My friend used this expression, "flat as a flitter", last night and said it came from her Mom, who hails from Kansas. Anyone know what a flitter could be?
Could that be a mutation of flinders?
When you pound the hell out of something brittle, it fllies in flinders. Dictionary.com defines flinders it as fragments or splinters.
The OxED has for its third noun entry:
Etymology: < German flitter.
‘A minute square of thin metal, used in decoration; collectively, a quantity of such squares’ ( Cent. Dict.).
18.. Beck's Jrnl. Dec. Art 2 40 (Cent. Dict. Suppl.) Strong and brilliant colors are freely used, together with gilt flitter, in the representation of flowering plants, fountains, and other devices [for window-shades].
A Ngram search found many books containing flitter but on the first page of books from 1825 to 1908 was this one.

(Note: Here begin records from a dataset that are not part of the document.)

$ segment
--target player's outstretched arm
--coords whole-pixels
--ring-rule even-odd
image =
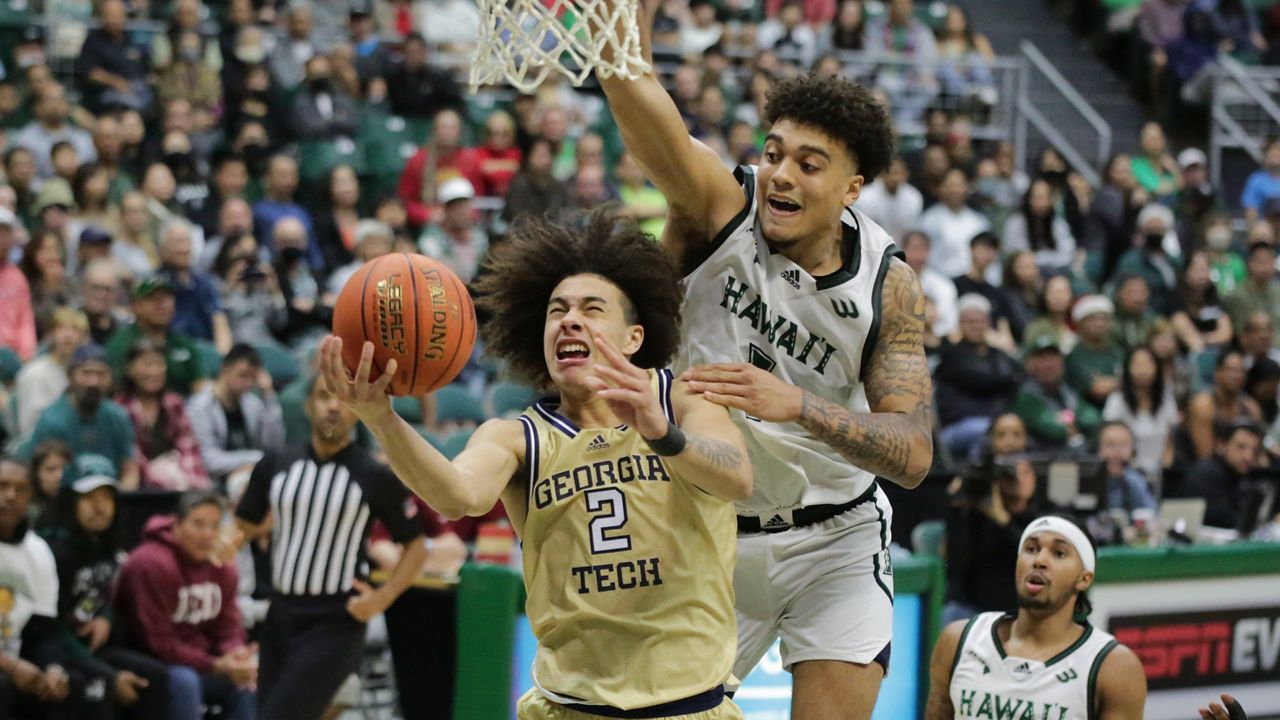
[[[956,650],[964,634],[967,620],[957,620],[948,625],[933,645],[933,657],[929,660],[929,701],[924,707],[924,720],[953,720],[955,707],[951,705],[951,673],[955,670]]]
[[[650,32],[658,2],[642,0],[641,42],[652,58]],[[630,22],[626,18],[625,22]],[[625,32],[617,29],[616,32]],[[605,56],[609,54],[606,46]],[[664,246],[684,267],[742,209],[746,197],[714,150],[689,135],[675,101],[649,70],[634,80],[600,78],[627,151],[670,207]]]
[[[1132,650],[1117,645],[1098,670],[1099,720],[1142,720],[1147,705],[1147,674]]]
[[[372,343],[364,344],[354,378],[342,362],[341,338],[325,338],[320,353],[321,378],[329,391],[346,403],[377,438],[392,471],[405,487],[450,519],[483,515],[493,509],[520,466],[524,433],[519,423],[484,423],[471,436],[466,449],[450,462],[391,409],[387,386],[395,375],[395,360],[389,361],[382,376],[371,383]]]

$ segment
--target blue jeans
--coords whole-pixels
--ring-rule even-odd
[[[169,717],[199,720],[204,707],[217,705],[226,720],[254,720],[257,705],[252,690],[243,690],[213,673],[200,673],[186,665],[169,666]]]
[[[975,455],[975,450],[989,429],[991,429],[991,418],[977,415],[942,428],[938,438],[942,440],[943,445],[947,446],[951,457],[965,462]]]

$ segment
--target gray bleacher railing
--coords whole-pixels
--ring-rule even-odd
[[[1209,106],[1209,168],[1222,186],[1222,153],[1243,150],[1262,162],[1262,145],[1280,136],[1280,67],[1242,65],[1230,55],[1215,62]]]
[[[1018,130],[1022,145],[1025,147],[1025,123],[1030,123],[1090,185],[1097,187],[1101,179],[1098,171],[1111,155],[1111,125],[1034,43],[1024,40],[1020,49],[1028,64],[1017,99],[1024,123]],[[1070,107],[1078,118],[1046,115],[1043,110],[1050,105]],[[1071,122],[1074,119],[1083,122]]]

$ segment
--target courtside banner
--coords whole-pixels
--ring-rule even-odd
[[[1137,653],[1153,691],[1280,682],[1280,605],[1115,615],[1107,630]]]

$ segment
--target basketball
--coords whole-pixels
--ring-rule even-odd
[[[376,379],[396,360],[392,395],[417,396],[453,382],[476,342],[476,312],[458,276],[425,255],[383,255],[356,271],[338,295],[333,334],[352,373],[373,343]]]

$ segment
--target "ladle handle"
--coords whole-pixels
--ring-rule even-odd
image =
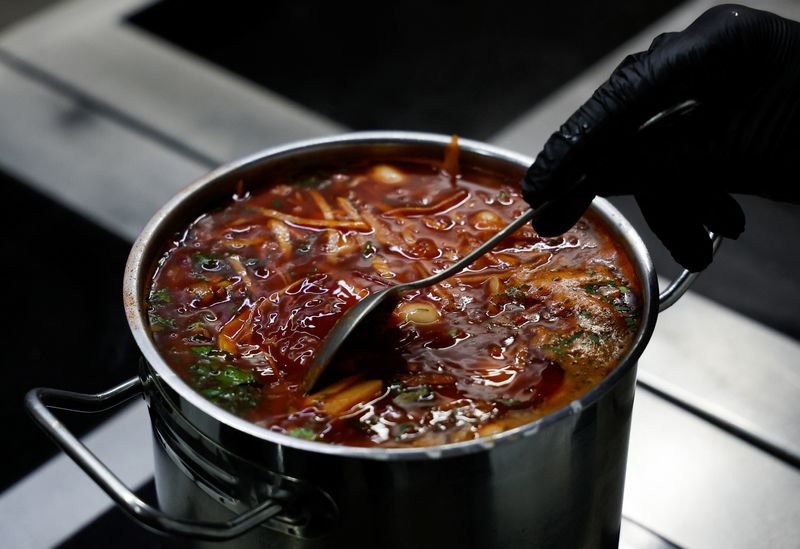
[[[534,219],[536,219],[539,214],[547,208],[547,204],[543,204],[539,206],[535,210],[532,208],[528,208],[521,216],[516,218],[514,221],[506,225],[502,231],[499,231],[495,234],[492,238],[472,250],[470,253],[450,265],[443,271],[440,271],[436,274],[433,274],[427,278],[423,278],[421,280],[415,280],[413,282],[406,282],[403,284],[403,289],[416,289],[416,288],[426,288],[442,280],[450,278],[453,275],[460,273],[463,269],[469,267],[472,262],[476,259],[481,257],[483,254],[488,252],[489,250],[493,249],[497,246],[502,240],[507,238],[508,236],[514,234],[517,230],[521,227],[527,225]]]
[[[722,245],[722,237],[712,232],[709,232],[708,235],[711,237],[711,246],[713,253],[716,255],[717,250],[719,250],[720,245]],[[666,311],[675,305],[675,302],[686,293],[698,276],[700,276],[699,272],[693,273],[684,269],[683,272],[678,275],[678,278],[673,280],[663,292],[658,294],[658,312]]]
[[[97,394],[73,393],[59,389],[31,389],[25,406],[34,421],[72,458],[103,491],[133,520],[161,534],[189,536],[212,541],[235,538],[283,510],[281,504],[266,500],[226,522],[189,521],[171,517],[139,499],[106,465],[73,435],[50,408],[75,412],[102,412],[142,392],[138,377]]]

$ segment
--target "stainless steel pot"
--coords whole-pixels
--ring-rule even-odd
[[[449,137],[356,133],[271,149],[193,183],[148,223],[133,246],[124,301],[141,349],[140,376],[98,395],[34,389],[34,419],[128,514],[180,546],[232,540],[236,547],[609,547],[617,543],[636,361],[665,292],[639,236],[608,202],[592,208],[622,243],[642,282],[634,344],[597,387],[561,410],[497,435],[431,448],[354,448],[260,428],[216,407],[184,383],[150,337],[145,297],[165,242],[239,180],[302,165],[365,157],[441,158]],[[515,177],[532,159],[462,140],[461,162]],[[144,394],[155,440],[159,509],[139,500],[51,414],[99,411]],[[212,544],[220,546],[218,543]]]

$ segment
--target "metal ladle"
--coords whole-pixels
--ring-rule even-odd
[[[336,354],[336,351],[339,350],[339,347],[341,347],[350,334],[353,333],[353,330],[355,330],[356,326],[358,326],[360,322],[367,318],[370,313],[378,309],[379,305],[385,303],[387,299],[398,300],[405,292],[432,286],[441,282],[442,280],[458,274],[476,259],[480,258],[483,254],[497,246],[501,240],[513,234],[520,227],[536,219],[536,217],[544,209],[546,209],[546,207],[547,204],[544,204],[535,210],[528,209],[521,216],[509,223],[502,231],[495,234],[492,238],[472,250],[470,253],[450,265],[445,270],[439,271],[438,273],[421,280],[414,280],[413,282],[406,282],[404,284],[398,284],[397,286],[390,286],[385,290],[370,294],[348,309],[347,312],[336,321],[336,323],[333,325],[333,328],[331,328],[331,331],[328,332],[328,335],[322,340],[322,345],[320,345],[319,349],[317,349],[317,352],[314,355],[314,360],[311,362],[311,367],[303,377],[303,389],[305,392],[308,393],[314,388],[314,385],[316,384],[317,380],[319,380],[322,372],[328,366],[330,361],[333,360],[333,356]]]
[[[659,123],[661,120],[671,117],[674,114],[688,113],[694,110],[697,105],[697,101],[690,99],[664,110],[639,126],[637,133],[641,133],[643,130],[648,129],[653,124]],[[577,187],[582,181],[583,178],[581,178],[574,186]],[[472,250],[469,254],[453,263],[447,269],[421,280],[415,280],[413,282],[406,282],[404,284],[398,284],[397,286],[391,286],[385,290],[370,294],[356,303],[352,308],[345,312],[344,315],[339,318],[339,320],[336,321],[336,323],[333,325],[333,328],[331,328],[330,332],[328,332],[328,335],[325,336],[325,339],[322,340],[322,344],[317,349],[317,352],[314,355],[314,360],[311,362],[311,366],[309,367],[305,376],[303,376],[303,390],[306,392],[306,394],[308,394],[311,389],[314,388],[314,385],[316,385],[320,376],[325,371],[325,368],[328,366],[328,364],[330,364],[331,360],[333,360],[336,352],[339,350],[342,344],[344,344],[347,338],[355,331],[356,327],[363,322],[364,319],[368,318],[370,314],[374,313],[381,304],[386,304],[388,299],[394,299],[396,302],[404,292],[432,286],[457,274],[462,269],[480,258],[483,254],[497,246],[497,244],[499,244],[503,239],[513,234],[515,231],[517,231],[517,229],[535,220],[537,217],[539,217],[539,215],[541,215],[542,212],[548,209],[549,205],[550,203],[545,202],[535,210],[528,209],[517,219],[509,223],[503,230]]]

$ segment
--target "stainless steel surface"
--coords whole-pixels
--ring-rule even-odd
[[[708,233],[711,239],[712,253],[716,254],[722,245],[722,237],[713,233]],[[685,294],[692,283],[700,276],[700,273],[692,273],[684,269],[669,285],[661,291],[658,296],[658,312],[666,311]]]
[[[198,539],[231,539],[269,520],[282,511],[271,499],[225,521],[202,522],[176,519],[139,499],[108,467],[81,443],[48,408],[75,412],[101,412],[122,404],[142,392],[139,378],[98,394],[81,394],[58,389],[32,389],[25,405],[33,419],[72,460],[94,480],[123,511],[141,525],[169,535],[191,535]]]
[[[795,548],[798,493],[794,467],[637,389],[626,517],[680,547]]]
[[[486,252],[492,250],[507,236],[515,233],[520,227],[531,223],[545,209],[545,207],[546,205],[543,205],[536,210],[526,210],[521,216],[503,228],[503,230],[498,231],[497,234],[492,236],[492,238],[488,239],[486,242],[472,250],[464,257],[460,258],[446,269],[420,280],[414,280],[412,282],[390,286],[385,290],[370,294],[356,303],[355,306],[348,309],[347,312],[345,312],[341,318],[336,321],[336,323],[333,325],[333,328],[331,328],[331,331],[328,332],[325,336],[325,339],[322,340],[322,344],[319,346],[316,353],[314,353],[314,360],[311,361],[311,365],[308,367],[305,376],[303,376],[303,389],[305,389],[305,392],[309,393],[314,388],[317,380],[319,380],[320,376],[325,371],[325,368],[336,355],[336,351],[339,350],[339,348],[344,344],[347,338],[350,337],[360,323],[364,322],[371,316],[374,317],[374,314],[379,310],[381,304],[386,306],[387,300],[389,300],[388,303],[394,303],[404,292],[407,292],[408,290],[417,290],[419,288],[433,286],[434,284],[437,284],[442,280],[446,280],[451,276],[461,272],[461,270],[468,267],[476,259],[484,255]]]
[[[0,52],[220,164],[341,125],[125,24],[152,0],[61,2],[0,37]],[[69,44],[69,47],[65,47]],[[113,100],[112,100],[113,98]]]
[[[168,471],[158,473],[158,491],[167,510],[185,513],[186,519],[217,520],[231,507],[253,504],[251,492],[241,494],[243,486],[268,491],[270,479],[279,475],[301,479],[335,502],[341,525],[324,538],[325,543],[419,546],[424,539],[433,546],[452,542],[455,531],[465,535],[461,545],[475,547],[552,545],[556,540],[564,547],[600,547],[616,542],[635,361],[654,328],[658,302],[646,250],[626,221],[603,200],[592,209],[628,253],[642,283],[644,305],[635,343],[607,379],[570,406],[491,437],[430,448],[358,448],[271,432],[203,399],[172,372],[150,338],[144,296],[162,242],[208,205],[228,196],[244,174],[258,177],[288,162],[324,165],[334,156],[337,163],[365,156],[389,161],[408,155],[438,159],[447,143],[447,136],[375,132],[272,149],[201,178],[145,227],[131,252],[124,295],[131,330],[148,362],[147,391],[156,439],[162,441],[157,445],[157,462]],[[461,159],[464,164],[502,170],[515,178],[531,162],[528,157],[466,140],[461,143]],[[159,412],[159,403],[169,412]],[[164,431],[175,433],[173,444],[163,442],[170,440]],[[197,435],[192,434],[195,431]],[[174,444],[189,448],[180,453],[180,459],[175,457],[179,452]],[[163,456],[158,455],[160,451]],[[199,463],[200,456],[210,465]],[[240,461],[259,465],[240,467]],[[206,488],[195,476],[197,487],[189,491],[192,504],[171,508],[175,501],[186,500],[174,496],[175,490],[187,490],[175,469],[223,470],[227,475],[216,475],[218,484]],[[226,476],[238,480],[226,483]],[[449,498],[447,513],[443,513],[440,498],[425,497],[431,490],[459,497]],[[223,495],[211,505],[207,496],[200,495],[208,492]],[[377,513],[386,509],[391,521],[382,521]],[[465,527],[463,517],[476,512],[483,519]],[[366,537],[365,528],[369,529]],[[237,543],[261,543],[276,535],[273,530],[259,529]],[[317,546],[311,539],[295,538],[293,544]]]
[[[159,403],[172,397],[151,384],[159,502],[186,518],[220,520],[246,509],[253,492],[270,490],[279,475],[312,484],[339,511],[339,523],[320,537],[260,528],[213,547],[610,547],[619,535],[634,375],[628,369],[603,399],[529,436],[450,457],[430,448],[428,458],[410,460],[265,441],[245,454],[242,445],[222,447],[206,433],[181,430],[178,423],[190,423],[160,414]],[[163,442],[168,430],[188,447],[179,456]],[[221,468],[227,482],[205,473]],[[315,518],[304,507],[300,512]],[[189,540],[178,546],[212,547]]]

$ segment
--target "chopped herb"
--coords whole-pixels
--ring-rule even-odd
[[[232,388],[208,387],[202,389],[200,394],[217,406],[232,412],[252,408],[258,403],[258,393],[254,387],[249,385],[239,385]]]
[[[600,280],[598,282],[590,282],[589,284],[584,284],[583,289],[589,292],[590,294],[599,294],[600,288],[616,288],[617,283],[613,280]]]
[[[163,316],[159,316],[153,312],[149,312],[147,316],[150,319],[150,327],[154,330],[158,331],[161,328],[172,328],[173,330],[177,328],[177,324],[171,318],[164,318]]]
[[[499,200],[500,202],[508,200],[508,193],[505,191],[500,191],[499,193],[497,193],[497,200]]]
[[[283,208],[284,202],[280,198],[272,199],[272,207],[273,208]]]
[[[631,308],[626,305],[614,305],[614,310],[618,313],[629,313],[631,312]]]
[[[506,406],[517,406],[518,404],[522,404],[521,400],[517,400],[515,398],[502,398],[499,402],[505,404]]]
[[[252,385],[256,382],[256,375],[252,370],[240,370],[233,366],[227,366],[220,372],[219,381],[227,387]]]
[[[392,391],[402,392],[404,388],[405,386],[403,385],[402,381],[397,379],[392,379],[389,381],[389,389]]]
[[[366,244],[364,244],[364,250],[362,253],[364,254],[364,258],[369,259],[373,255],[375,255],[375,252],[377,251],[378,250],[375,249],[375,246],[372,244],[372,242],[367,242]]]
[[[592,343],[594,343],[595,345],[600,345],[600,336],[599,336],[599,335],[597,335],[597,334],[595,334],[595,333],[590,333],[590,334],[589,334],[588,336],[586,336],[586,337],[588,337],[588,338],[589,338],[589,341],[591,341],[591,342],[592,342]]]
[[[289,435],[296,438],[304,438],[306,440],[316,440],[317,433],[307,427],[295,427],[289,431]]]
[[[552,343],[545,343],[542,345],[542,350],[550,350],[556,354],[566,353],[569,347],[572,346],[572,344],[575,343],[575,341],[583,334],[583,330],[578,330],[577,332],[568,336],[557,337],[552,341]]]
[[[632,316],[626,316],[625,317],[625,325],[628,327],[628,329],[631,332],[635,332],[636,331],[636,328],[637,328],[636,319],[633,318]]]
[[[456,339],[456,338],[458,338],[458,333],[459,333],[459,331],[460,331],[460,330],[459,330],[458,328],[450,328],[450,329],[447,331],[447,335],[449,335],[449,336],[450,336],[450,337],[452,337],[453,339]]]
[[[194,387],[218,406],[236,412],[252,408],[257,403],[257,380],[250,370],[202,359],[190,366],[189,372]]]
[[[255,267],[256,265],[258,265],[258,259],[254,257],[247,258],[244,260],[244,264],[247,265],[248,267]]]
[[[220,268],[221,262],[214,256],[206,255],[200,252],[197,252],[192,256],[192,260],[194,264],[201,269],[206,271],[216,271]]]
[[[592,318],[592,313],[590,313],[589,311],[581,311],[579,313],[579,316],[581,318],[585,318],[586,320],[589,320],[590,318]]]
[[[172,303],[172,296],[167,288],[161,288],[150,294],[150,303]]]
[[[420,402],[423,400],[431,400],[432,398],[433,391],[431,391],[431,388],[427,385],[423,385],[416,389],[403,391],[394,397],[394,401],[398,404],[412,404],[414,402]]]
[[[319,187],[325,178],[321,174],[312,174],[292,181],[295,187]]]
[[[416,425],[413,423],[398,423],[394,426],[394,439],[400,441],[406,436],[413,436],[415,432]]]
[[[529,284],[520,284],[519,286],[511,286],[510,288],[506,288],[506,291],[500,294],[500,297],[510,299],[512,301],[513,300],[521,301],[526,297],[528,297],[528,294],[526,292],[530,289],[531,287]]]
[[[198,362],[189,366],[189,371],[193,374],[195,382],[202,383],[208,381],[216,370],[209,363]]]
[[[195,345],[191,348],[192,353],[205,358],[208,358],[213,350],[214,347],[211,345]]]
[[[311,242],[309,242],[308,240],[306,240],[305,242],[301,242],[297,246],[296,250],[298,252],[300,252],[300,253],[303,253],[303,254],[310,252],[311,251]]]
[[[627,293],[630,291],[630,290],[629,290],[628,288],[626,288],[625,286],[617,286],[617,288],[619,288],[619,291],[620,291],[620,293],[621,293],[622,295],[625,295],[625,294],[627,294]]]

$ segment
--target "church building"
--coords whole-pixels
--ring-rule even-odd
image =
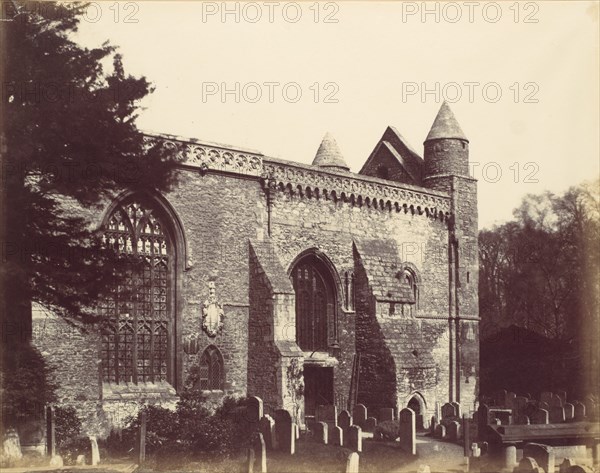
[[[34,314],[62,404],[103,429],[186,388],[258,396],[301,425],[323,405],[408,406],[421,427],[446,402],[474,411],[477,183],[446,103],[422,156],[390,126],[358,173],[329,134],[311,165],[146,139],[180,154],[176,185],[92,217],[142,265],[98,326]]]

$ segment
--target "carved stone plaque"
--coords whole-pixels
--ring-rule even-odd
[[[202,329],[209,337],[216,337],[223,329],[223,304],[217,301],[215,282],[208,283],[208,299],[202,309]]]

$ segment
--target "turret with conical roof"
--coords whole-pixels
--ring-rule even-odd
[[[343,169],[345,171],[350,170],[340,152],[338,144],[329,132],[323,137],[323,141],[321,141],[321,145],[317,150],[317,154],[315,155],[312,164],[313,166],[324,168]]]
[[[440,107],[424,146],[424,177],[469,175],[469,140],[447,102]]]

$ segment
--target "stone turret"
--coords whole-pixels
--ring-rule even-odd
[[[425,139],[424,177],[469,176],[469,140],[444,102]]]
[[[326,133],[323,137],[312,164],[323,168],[350,170],[331,133]]]
[[[477,181],[469,176],[469,140],[444,102],[424,142],[423,185],[450,195],[450,373],[448,400],[463,410],[477,399],[479,280]]]

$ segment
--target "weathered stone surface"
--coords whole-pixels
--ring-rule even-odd
[[[270,406],[267,412],[285,406],[293,422],[304,423],[304,409],[314,402],[305,405],[302,379],[289,375],[294,365],[304,373],[299,378],[307,371],[290,328],[296,327],[297,298],[288,270],[315,249],[308,253],[322,263],[335,293],[325,345],[339,348],[335,363],[324,361],[336,395],[350,392],[354,356],[360,354],[357,400],[371,416],[380,408],[400,408],[400,399],[418,391],[429,406],[418,415],[427,419],[450,386],[460,387],[463,411],[475,405],[479,309],[477,284],[468,281],[478,277],[477,183],[469,177],[469,143],[433,134],[421,159],[392,128],[384,136],[360,175],[169,138],[187,164],[176,171],[171,190],[146,200],[161,217],[172,252],[166,330],[173,369],[160,382],[109,386],[102,380],[108,365],[98,364],[107,352],[99,334],[40,317],[34,343],[57,368],[61,401],[91,426],[123,427],[141,400],[173,406],[174,387],[185,385],[211,347],[222,362],[212,395],[258,396],[265,409]],[[390,163],[396,163],[386,169],[390,179],[381,179],[380,167]],[[98,228],[115,203],[107,199],[100,211],[72,210]],[[460,265],[451,279],[448,242],[455,239]],[[404,283],[405,272],[412,272],[414,284]],[[214,336],[199,320],[209,282],[223,309],[223,326]],[[450,291],[464,315],[452,331]],[[449,337],[460,344],[452,345],[461,353],[454,369],[448,366]],[[460,371],[465,376],[453,378]],[[258,421],[263,413],[251,417]]]
[[[392,407],[382,407],[379,409],[378,422],[386,422],[388,420],[394,420],[394,409]]]
[[[263,418],[263,401],[256,396],[250,396],[246,404],[246,421],[258,424]]]
[[[571,404],[570,402],[566,402],[564,405],[564,409],[565,409],[565,421],[570,421],[573,420],[573,418],[575,417],[575,406],[573,404]]]
[[[400,424],[400,448],[409,455],[417,454],[416,416],[412,409],[404,408],[398,415]]]
[[[275,411],[275,436],[277,449],[293,455],[296,451],[296,430],[292,416],[285,409]]]
[[[258,430],[262,434],[268,449],[275,449],[275,420],[270,415],[265,415],[258,423]]]
[[[460,422],[452,421],[448,424],[448,439],[456,442],[461,438],[461,426]]]
[[[327,422],[317,422],[315,424],[315,440],[318,443],[327,445],[329,442],[329,427]]]
[[[527,443],[523,447],[523,457],[534,458],[544,471],[554,471],[555,456],[552,447],[539,443]]]
[[[362,452],[362,430],[358,425],[350,426],[347,440],[344,440],[344,446],[353,452]]]
[[[356,404],[352,409],[352,420],[360,428],[365,427],[365,421],[367,420],[367,408],[364,404]]]
[[[348,455],[346,460],[346,473],[358,473],[359,472],[359,455],[357,452],[352,452]]]
[[[375,417],[367,417],[365,421],[365,432],[374,432],[377,427],[377,419]]]
[[[344,431],[339,425],[329,428],[329,443],[340,447],[344,446]]]
[[[437,427],[435,428],[435,436],[439,439],[445,439],[446,438],[446,427],[444,427],[442,424],[438,424]]]
[[[550,415],[546,409],[538,409],[531,416],[532,424],[548,424],[550,423]]]
[[[442,406],[442,419],[446,419],[447,417],[456,417],[458,413],[456,412],[456,406],[447,402]]]
[[[565,408],[561,406],[550,407],[550,423],[560,424],[565,421]]]
[[[258,458],[260,473],[267,473],[267,444],[265,443],[263,434],[260,432],[256,435],[254,449],[256,457]]]
[[[337,417],[337,425],[339,425],[344,432],[352,425],[352,416],[346,410],[340,412]]]

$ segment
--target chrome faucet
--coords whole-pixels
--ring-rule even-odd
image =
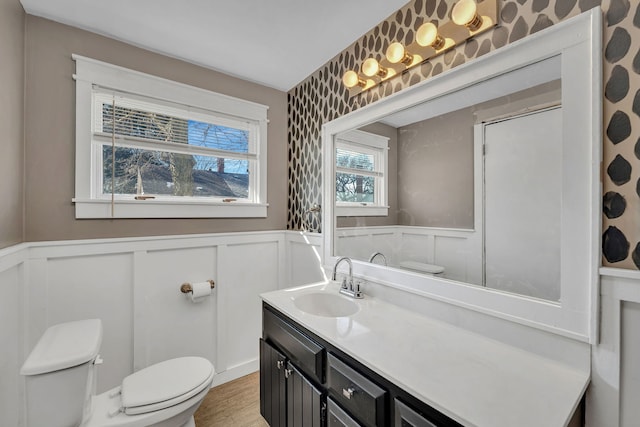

Since there was a significant German influence in the central US, this origin is likely. BTW, it is a phrase also heard in southwest Missouri.
EmmettRedd said
Since there was a significant German influence in the central US, this origin is likely.
I recently read that there are more Americans of German ethnicity than English.
Not that it really matters. Until 1917,the house of Windsor caslled itself the house of Saxe-Coburg and Gotha, and made no effort to hide their German heritage.
I decided to try flat as a flitter at this Google Ngram. This is the earliest I found in 1899.